Financial Daily from THE HINDU group of publications
Wednesday, Mar 24, 2004
Agri-Biz & Commodities
Tea prices may rise on lower output in Assam
Kolkata , March 23
AFTER many years, the domestic tea industry may expect a slight hike in prices as production in some parts of Assam till the middle of March is down by 20 per cent, constricting supplies to some extent.
Industry sources said poor rainfall had been registered in lower Assam and in parts of Cachar and Terai. As a result, production of tea in this region was affected.
While elaborating, another source said the tea gardens located in the northern bank of the river Bhramaputra had done well, but those based in the southern bank were hit by the poor rainfall.
"We also came to know that production of Tata Tea in this region is almost down by 50 per cent. From the beginning of 2003, till March 15 of the year, Tata Tea's production was 2,89,624 kg. However, in the corresponding period of this year, production was only 1,26,009 kg", sources told Business Line.
A section of the broking community felt that this tea shortage might actually bring in some good news for the producers, as prices are likely to rise. Everyone is waiting for the next Monday's auction in Kolkata.
"The coming auction will be crucial for the tea industry in the State. It is likely to set the benchmark prices for the first flush teas and we know that first flush teas are already affected in some places," sources said.
It was learnt that some gardens in Assam are getting reasonable prices for their first flush teas in private sales. According to tea brokers, the current average prices of this variety of tea in the private market is Rs 110-125 per kg.
This development will certainly affect the industry. One section of the industry is of the opinion that it is a boon for the sector. They believe that Indian tea sector suffers from excess production, and any correction, even if it is an act of nature, is a welcome development. "Tea prices in the auctions are likely to start on a steady note," sources said.
The other section of industry feels that this development would harm the producers' interests. "First flush and second flush teas are sold at a premium. This is when the producers make money. Now it appears that first flush is affected. If this low rainfall continues, then the second flush would be affected too," sources said.
It may be noted that Calcutta Tea Traders Association, the organisers of the Kolkata tea auction, was forced to cancel three sales, which were supposed to take place in the second and third week of March.

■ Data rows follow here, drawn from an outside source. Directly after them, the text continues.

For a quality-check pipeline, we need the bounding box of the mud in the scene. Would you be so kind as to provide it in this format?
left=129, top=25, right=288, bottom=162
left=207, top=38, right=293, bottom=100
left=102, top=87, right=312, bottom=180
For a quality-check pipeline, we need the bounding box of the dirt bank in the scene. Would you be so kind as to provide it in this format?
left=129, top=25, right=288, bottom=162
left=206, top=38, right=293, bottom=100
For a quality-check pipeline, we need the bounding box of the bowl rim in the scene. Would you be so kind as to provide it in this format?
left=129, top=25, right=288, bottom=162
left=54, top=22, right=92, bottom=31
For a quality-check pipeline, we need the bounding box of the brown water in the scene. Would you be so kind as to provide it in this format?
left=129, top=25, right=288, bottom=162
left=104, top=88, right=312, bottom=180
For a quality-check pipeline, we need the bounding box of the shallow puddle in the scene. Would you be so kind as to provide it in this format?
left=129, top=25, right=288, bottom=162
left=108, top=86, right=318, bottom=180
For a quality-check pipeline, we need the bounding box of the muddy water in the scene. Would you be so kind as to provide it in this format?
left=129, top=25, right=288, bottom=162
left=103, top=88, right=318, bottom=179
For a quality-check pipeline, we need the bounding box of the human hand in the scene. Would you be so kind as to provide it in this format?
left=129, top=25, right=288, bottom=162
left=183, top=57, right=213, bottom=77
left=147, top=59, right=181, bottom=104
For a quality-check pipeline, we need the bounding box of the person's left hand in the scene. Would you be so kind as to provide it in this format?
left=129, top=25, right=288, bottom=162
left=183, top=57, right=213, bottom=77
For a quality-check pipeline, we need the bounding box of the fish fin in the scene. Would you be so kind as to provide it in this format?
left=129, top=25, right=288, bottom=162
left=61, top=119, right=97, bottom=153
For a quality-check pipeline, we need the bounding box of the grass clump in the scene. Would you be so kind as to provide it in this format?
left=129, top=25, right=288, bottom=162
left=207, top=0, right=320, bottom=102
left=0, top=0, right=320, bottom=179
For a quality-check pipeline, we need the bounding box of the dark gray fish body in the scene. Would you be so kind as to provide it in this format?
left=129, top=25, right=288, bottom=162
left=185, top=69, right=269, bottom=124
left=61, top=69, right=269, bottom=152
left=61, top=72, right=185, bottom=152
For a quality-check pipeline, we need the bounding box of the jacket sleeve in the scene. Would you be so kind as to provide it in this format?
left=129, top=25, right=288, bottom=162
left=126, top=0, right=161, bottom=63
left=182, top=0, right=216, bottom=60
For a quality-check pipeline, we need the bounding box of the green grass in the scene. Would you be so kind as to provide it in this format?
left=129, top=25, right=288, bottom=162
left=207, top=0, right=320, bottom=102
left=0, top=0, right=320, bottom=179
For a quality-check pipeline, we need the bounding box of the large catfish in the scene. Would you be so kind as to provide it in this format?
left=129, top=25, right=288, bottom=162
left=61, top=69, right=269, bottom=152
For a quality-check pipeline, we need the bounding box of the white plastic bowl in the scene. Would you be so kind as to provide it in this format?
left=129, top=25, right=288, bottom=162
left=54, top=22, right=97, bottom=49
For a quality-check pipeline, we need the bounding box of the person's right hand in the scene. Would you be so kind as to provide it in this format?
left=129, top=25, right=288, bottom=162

The official reason cited by the auction house is that arrivals were poor and there was no significant amount to conduct auctions. A section of broking community felt it is due to the shortage of crop.
Another section held a different opinion. According to them, 133 million kg of tea was sold through the Kolkata auction centre during 2003. It is the highest quantity sold through this centre, since 1991.
"As of now, there is no tea stock to be sold through the auction mechanism. That's why the organisers were forced to cancel the three sales," sources said.